The psychotherapeutic situation can itself be seen as a game of sorts, requiring considerable humor and a sense of sport, both on the part of the patient and of the therapist. A generation ago, the English psychoanalyst D. W. Winnicott wrote that a lack of playfulness made a person a poor candidate for psychotherapy; a nonplaying patient might have to be taught how to play before psychotherapy could begin. Today, many psychotherapists, including myself, find that without some enjoyment in playing with situations, roles, analogues, solutions, a patient's chances of psychotherapeutic success are diminished.
Take the time-hallowed tea party, for example. It's easy to scoff at tea parties as useless relics of a mannered era that is gone forever...but a tea party exemplifies the benefits that play offers both to the individual and to society. (Though teas are a particularly feminine style of play, I have noticed a number of men over the years playing at tea in some of the grand, formal hotels.) Tea play generates moments of perfect manners, perfect peace in communal settings. Teas, in fact, bridge the gap between play and ritual. There are several pleasures in tea parties: the dressing up, the good manners, the delicious and dainty food, the chance to sit down to good conversation.
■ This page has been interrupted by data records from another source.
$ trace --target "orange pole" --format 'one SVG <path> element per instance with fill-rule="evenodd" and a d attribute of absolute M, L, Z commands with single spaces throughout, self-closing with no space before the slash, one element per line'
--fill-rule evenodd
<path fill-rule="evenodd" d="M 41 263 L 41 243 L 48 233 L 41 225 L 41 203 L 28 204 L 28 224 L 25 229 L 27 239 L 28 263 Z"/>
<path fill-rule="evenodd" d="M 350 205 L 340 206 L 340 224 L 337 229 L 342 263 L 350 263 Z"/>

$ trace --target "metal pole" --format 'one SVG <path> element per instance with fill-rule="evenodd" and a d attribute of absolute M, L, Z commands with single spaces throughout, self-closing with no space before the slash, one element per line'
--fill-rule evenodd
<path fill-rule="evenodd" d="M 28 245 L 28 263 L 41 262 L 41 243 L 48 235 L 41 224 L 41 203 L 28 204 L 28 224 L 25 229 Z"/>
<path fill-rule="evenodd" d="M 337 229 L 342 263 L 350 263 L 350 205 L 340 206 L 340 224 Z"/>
I learned how helpful teas could be from a three-year-old girl named Janie, a veteran sufferer of parental sexual and physical abuse. Medical examinations had revealed human bite marks
all over her body, and when she was four, surgeons would find old scars in her urinary and genital regions. When she was just a year old, Janie had been a horrified witness to her two-week-old sister Sandra's murder. Sandra was shaken and bitten to death by one and possibly two adults. Janie's father was eventually arrested and convicted of murder in the second degree, and the authorities placed Janie in excellent foster care. She came to see me a couple of years later -- after her biological mother (who at the very least had looked the other way while these horrors were going on) had gone to court to try to get Janie back. After a period of evaluation, I wrote to the court explaining why Janie could not return to her mother and emotionally survive. The court went along with my recommendation, and on her first therapy visit, the little girl suggested that we get out my nested tables and make tea.